Other than that I am limited to a carryon so I am packing light. 1 pair of black dress pants, 1 pair of jeans, 1 black skirt, 2 pairs of tights, 1 pair of pantyhose (to wear under pants), 4 long sleeve shirts, 2-3 undershirts for layering, 1 black sweater, 1 black sportcoat, 1 pair boots, 1 pair of tennis shoes, 7 pairs of underwear and socks, and 1 pajama set.
Post # 4
I lived in London last year around Christmas, and I did an awful job packing. I tried to bring a bunch of cute tops, and once I got there I just wished I would have packed warm stuff. It’s going to be fairly wet in England, make sure you’re very waterproof! Especially your shoes. It’s no fun being a tourist with freezing cold toes. Gloves would be good as well, again, waterproof! I had a pair of leather ones that were a life saver. Rome will be cold too, I went last feb. and I froze my butt off. So, a bunch of sweaters and waterproof things! A bunch of the girls I was traveling with brought a bunch of different scarves so that their outfits looked different every day since they had a jacket on at all times.
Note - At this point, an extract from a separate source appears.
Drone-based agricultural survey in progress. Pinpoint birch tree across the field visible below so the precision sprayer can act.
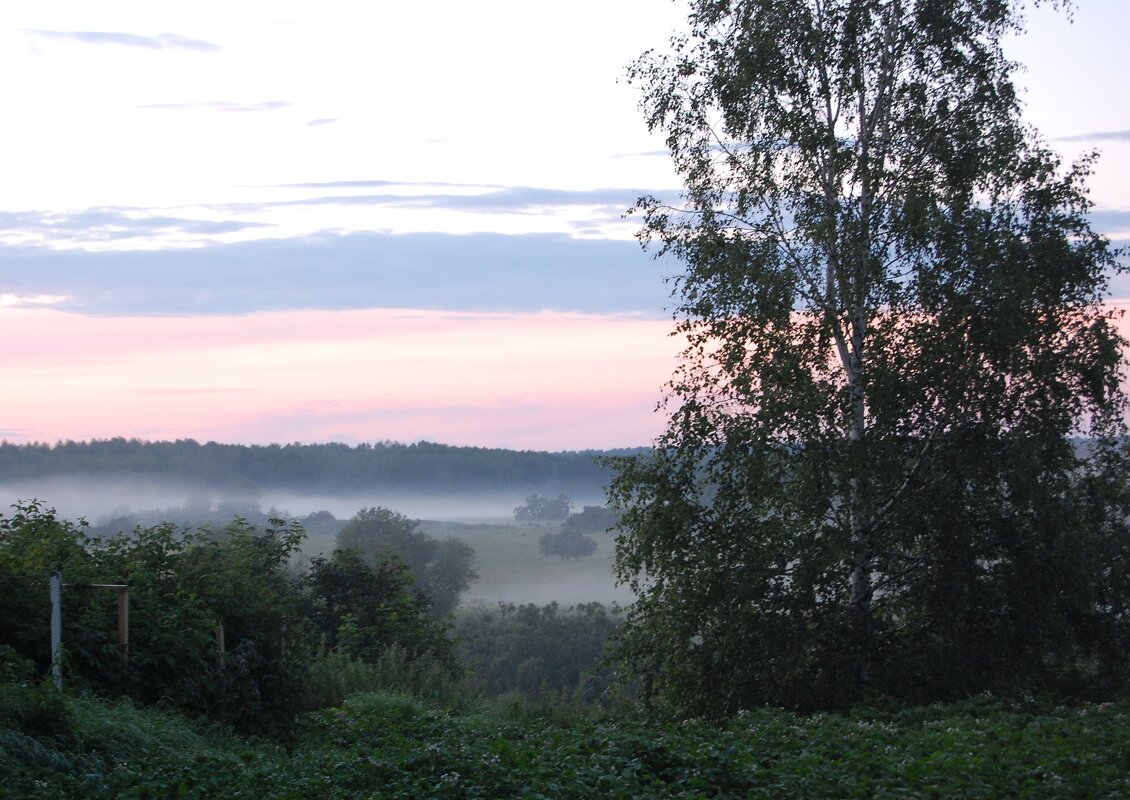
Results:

Hope that helps! Those space saver bags are awesome if you’re packing a bunch of sweaters. They have them at Bed Bath and Beyond, and they’re awesome. Have fun on your trip!
Post # 5
Thank you for the lists ladies! I’m glad to hear that my jacket will be okay. I was worried I’d have to buy a down coat or something, which I’d never use again. I’ll have to pick up gloves, a scarf, and some undershirts. I imagine they’ll have them at rei.
Post # 6
The weather in London will probably be a lot colder than in Rome. But your jacket looks like it should be enough… Enjoy your trip!
Post # 7
I’m from Arizona, and I find the winters in England to be pretty mild. I spent all of December 2012 here, and then I moved here in February, so I’ve had a taste! You don’t need anything for super cold weather like you would back east. It’s more important to keep out the wet!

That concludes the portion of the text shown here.